May 3, 2019
Introducing C81 – Meet Phoebe
After kicking off with Simon, we meet Chapter 81's Copywriter Phoebe in the second blog in the series
Q: Describe yourself in a couple of sentences.
A massive foodie (legit term for someone who is always hungry? I say yes), I used to blog about all things edible around this fab city, but haven’t had time since I created a spawn two years ago. I moved to the middle of nowhere (Cumbria) and mostly work at Chapter 81 for the excuse to return to my favourite city every few weeks. Tech is not my strong point. Any tech innovation seeks directly to malign me.
Q: What’s been your professional journey so far?
I graduated with a First in English Literature from Leeds Uni in 2013. I fell in love with Leeds, and also spent a year living in Venice, another place so close to my heart. I worked for a couple of years at dismal agencies (no qualms. They were COMPLETELY dismal) and decided that however highly I’d tried, and achieved, in my education, it was all a ploy, and life was a conspiracy to get me into terrible, mundane, irrelevant workspaces. I spent a lot of my time writing my food blog, The Edible Woman, which was one way I kept my passion for writing alive (because work was causing it a slow and painful death). After a couple of years I bowed out, back into the cosy world of academia, for an MA.

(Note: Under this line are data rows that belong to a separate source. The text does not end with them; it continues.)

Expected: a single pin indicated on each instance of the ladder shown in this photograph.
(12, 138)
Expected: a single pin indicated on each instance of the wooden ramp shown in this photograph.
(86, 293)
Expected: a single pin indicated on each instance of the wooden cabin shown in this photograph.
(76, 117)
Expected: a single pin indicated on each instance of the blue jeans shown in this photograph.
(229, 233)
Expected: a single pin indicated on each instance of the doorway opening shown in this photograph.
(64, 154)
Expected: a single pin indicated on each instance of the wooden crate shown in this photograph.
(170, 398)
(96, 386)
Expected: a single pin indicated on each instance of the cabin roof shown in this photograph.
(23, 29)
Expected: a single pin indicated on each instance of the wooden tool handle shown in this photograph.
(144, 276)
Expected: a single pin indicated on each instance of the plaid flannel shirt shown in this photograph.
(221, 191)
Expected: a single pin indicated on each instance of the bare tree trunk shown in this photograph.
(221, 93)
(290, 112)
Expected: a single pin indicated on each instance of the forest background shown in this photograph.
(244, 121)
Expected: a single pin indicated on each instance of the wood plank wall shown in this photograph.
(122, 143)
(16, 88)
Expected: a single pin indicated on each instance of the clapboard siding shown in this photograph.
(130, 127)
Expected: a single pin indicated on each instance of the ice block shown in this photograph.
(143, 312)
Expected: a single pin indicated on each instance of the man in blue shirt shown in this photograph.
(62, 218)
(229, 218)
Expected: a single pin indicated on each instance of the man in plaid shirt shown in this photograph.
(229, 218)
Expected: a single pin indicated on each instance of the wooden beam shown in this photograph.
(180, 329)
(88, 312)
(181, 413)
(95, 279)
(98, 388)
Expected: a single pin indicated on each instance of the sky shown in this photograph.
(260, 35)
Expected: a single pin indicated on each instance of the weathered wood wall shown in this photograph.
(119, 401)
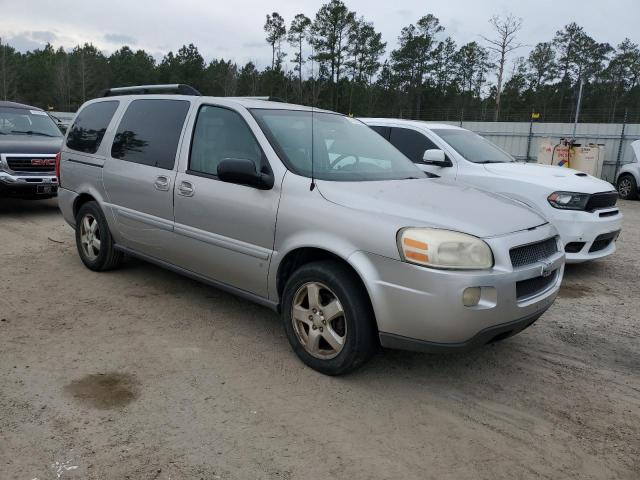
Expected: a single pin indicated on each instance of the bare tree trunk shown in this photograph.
(4, 70)
(499, 91)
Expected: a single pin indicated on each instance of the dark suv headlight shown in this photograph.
(569, 200)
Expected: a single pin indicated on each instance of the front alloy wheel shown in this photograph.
(328, 317)
(319, 320)
(627, 187)
(90, 236)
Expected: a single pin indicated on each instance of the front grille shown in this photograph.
(574, 247)
(533, 253)
(534, 286)
(603, 241)
(31, 164)
(598, 201)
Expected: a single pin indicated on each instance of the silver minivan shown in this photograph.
(308, 212)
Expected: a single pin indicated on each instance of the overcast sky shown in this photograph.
(233, 28)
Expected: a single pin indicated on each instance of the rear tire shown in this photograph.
(94, 240)
(328, 317)
(627, 187)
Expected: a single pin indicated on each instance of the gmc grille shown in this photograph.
(31, 164)
(533, 253)
(534, 286)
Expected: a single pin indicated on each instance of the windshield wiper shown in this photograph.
(31, 132)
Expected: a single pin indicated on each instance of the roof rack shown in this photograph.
(175, 88)
(266, 98)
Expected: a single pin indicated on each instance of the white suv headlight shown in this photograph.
(569, 200)
(436, 248)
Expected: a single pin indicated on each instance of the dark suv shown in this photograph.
(29, 142)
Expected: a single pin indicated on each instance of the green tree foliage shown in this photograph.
(298, 34)
(330, 33)
(339, 61)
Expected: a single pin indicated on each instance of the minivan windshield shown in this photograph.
(473, 147)
(344, 149)
(20, 121)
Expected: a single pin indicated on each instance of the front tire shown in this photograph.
(94, 240)
(627, 187)
(328, 318)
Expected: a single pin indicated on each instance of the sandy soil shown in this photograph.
(142, 374)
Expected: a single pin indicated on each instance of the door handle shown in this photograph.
(186, 189)
(162, 183)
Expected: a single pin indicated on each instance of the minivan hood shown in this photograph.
(437, 203)
(30, 144)
(555, 178)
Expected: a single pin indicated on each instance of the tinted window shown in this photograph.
(89, 126)
(221, 133)
(338, 147)
(383, 131)
(149, 132)
(413, 144)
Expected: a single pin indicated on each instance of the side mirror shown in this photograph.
(243, 172)
(437, 158)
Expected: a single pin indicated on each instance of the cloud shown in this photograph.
(119, 39)
(25, 41)
(44, 36)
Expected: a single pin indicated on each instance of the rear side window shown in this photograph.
(149, 132)
(89, 126)
(413, 144)
(221, 133)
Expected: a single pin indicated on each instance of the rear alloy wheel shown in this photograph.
(94, 241)
(328, 318)
(627, 187)
(90, 237)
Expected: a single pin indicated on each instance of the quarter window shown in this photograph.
(221, 133)
(413, 144)
(149, 132)
(85, 135)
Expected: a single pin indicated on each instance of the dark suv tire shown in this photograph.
(94, 240)
(627, 187)
(328, 317)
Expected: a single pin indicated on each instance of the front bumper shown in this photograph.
(414, 303)
(581, 233)
(28, 185)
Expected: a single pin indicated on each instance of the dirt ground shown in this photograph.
(142, 374)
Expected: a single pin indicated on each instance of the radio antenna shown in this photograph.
(313, 99)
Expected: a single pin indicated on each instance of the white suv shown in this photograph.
(582, 207)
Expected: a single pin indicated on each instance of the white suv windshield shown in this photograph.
(20, 121)
(473, 147)
(344, 149)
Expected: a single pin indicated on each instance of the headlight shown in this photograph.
(443, 249)
(569, 200)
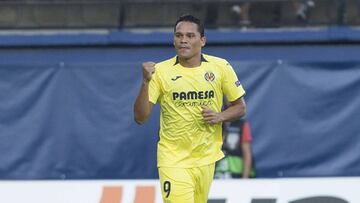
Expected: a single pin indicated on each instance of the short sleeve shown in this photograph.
(154, 88)
(231, 85)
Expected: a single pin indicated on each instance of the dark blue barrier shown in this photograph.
(66, 112)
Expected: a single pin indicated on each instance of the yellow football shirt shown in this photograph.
(185, 139)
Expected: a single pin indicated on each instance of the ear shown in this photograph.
(203, 41)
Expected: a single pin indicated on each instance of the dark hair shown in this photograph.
(193, 19)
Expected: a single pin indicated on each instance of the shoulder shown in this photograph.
(166, 64)
(216, 60)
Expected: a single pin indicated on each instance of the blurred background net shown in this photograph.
(125, 14)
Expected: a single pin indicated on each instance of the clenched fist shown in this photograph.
(148, 70)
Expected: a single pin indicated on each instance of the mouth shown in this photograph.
(184, 48)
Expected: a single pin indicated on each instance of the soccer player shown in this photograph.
(189, 88)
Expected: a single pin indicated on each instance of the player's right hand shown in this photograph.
(148, 70)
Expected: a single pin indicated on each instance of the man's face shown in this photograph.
(187, 40)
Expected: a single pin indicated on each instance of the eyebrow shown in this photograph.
(185, 33)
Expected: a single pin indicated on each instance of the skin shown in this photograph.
(188, 44)
(246, 155)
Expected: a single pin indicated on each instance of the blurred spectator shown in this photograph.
(240, 14)
(237, 162)
(302, 8)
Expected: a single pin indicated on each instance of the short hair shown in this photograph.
(193, 19)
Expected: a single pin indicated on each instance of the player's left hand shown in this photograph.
(210, 116)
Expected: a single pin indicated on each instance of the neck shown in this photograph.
(192, 62)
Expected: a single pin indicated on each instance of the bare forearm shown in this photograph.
(234, 111)
(142, 106)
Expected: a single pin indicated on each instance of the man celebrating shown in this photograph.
(189, 88)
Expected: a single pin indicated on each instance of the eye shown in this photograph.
(190, 35)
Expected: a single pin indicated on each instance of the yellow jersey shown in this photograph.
(185, 139)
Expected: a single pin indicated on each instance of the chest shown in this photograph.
(200, 80)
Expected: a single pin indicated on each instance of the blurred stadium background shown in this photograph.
(70, 71)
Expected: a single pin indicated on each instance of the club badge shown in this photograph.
(209, 76)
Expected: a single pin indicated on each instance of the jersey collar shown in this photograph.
(177, 60)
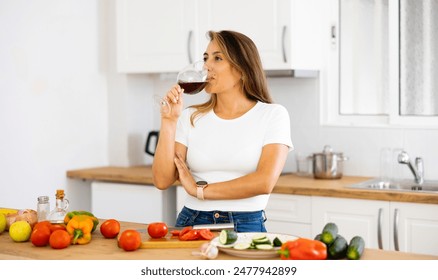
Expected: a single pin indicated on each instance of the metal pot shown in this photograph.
(328, 165)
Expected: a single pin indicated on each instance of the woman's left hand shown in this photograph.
(185, 177)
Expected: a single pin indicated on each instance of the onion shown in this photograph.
(207, 250)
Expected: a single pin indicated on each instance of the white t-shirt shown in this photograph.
(220, 150)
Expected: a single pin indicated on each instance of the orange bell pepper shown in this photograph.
(79, 227)
(303, 249)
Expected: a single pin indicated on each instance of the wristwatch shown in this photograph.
(201, 185)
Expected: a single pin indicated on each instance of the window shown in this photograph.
(383, 63)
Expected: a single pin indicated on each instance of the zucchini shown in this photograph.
(242, 246)
(318, 237)
(227, 237)
(355, 248)
(329, 233)
(338, 249)
(264, 246)
(277, 242)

Whilst doing my Master’s I worked at the biggest Caribbean and BAME publishers in the world (I think it still is), Peepal Tree Press (ironically situated right here in Leeds!), and also started freelancing. I continued pestering Simon (who I’d been chatting to at foodie events for a while). I took up other freelance work, wrote my Master’s dissertation and got pregnant. By then I was a flexible fixture in the I Like Press office. I’ve been hanging about ever since, and got even more involved when we morphed into Chapter 81.
I now work from home most of the time, in Cumbria – part-time as a copywriter, part-time as a floral events designer for my brand Pollendine’s, and part-time looking after my ridiculously energetic son.
Q: What other work do you do?
Predominantly I divide my time between Chapter 81, Pollendine’s, and mum-ing, but I also do individual freelance copy, editing and proof jobs, arrange events for companies, and generally anything that comes up, whether I’m qualified for it or nay, as I have an inability to say no and the knowledge that most things are possible if you get your research down.
Q: Why work for Chapter 81?
Predominantly because I absolutely bloody love good food, and that’s always been a huge focus! But it’s not the only reason. I know that Simon cares so much about this city and its businesses, as well as (over!)working in an ethical, transparent way.
In the first agencies I worked for, I felt like the unspoken aim was to pull the wool over the client’s eyes, fleecing them for as much money as possible. The brands were big, our impact was not only small and irrelevant but, I felt, negative. I know that with Simon, we work bloody hard. We do the best we can do, we go above and beyond, and it’s all predominantly to help small, independent businesses doing their best to be amazing and improve the city for everyone. So yeah I work here because I need to be proud of the work I’m doing. And I’m massively proud of who we are and what we do.
Q: How did working with Chapter 81 come about?
Simon invited me to events as a food blogger back in the day, and decided he liked the cut of my jib. I’m not sure what that means. I slowly started doing bits here and there, and I’ve been knocking about ever since.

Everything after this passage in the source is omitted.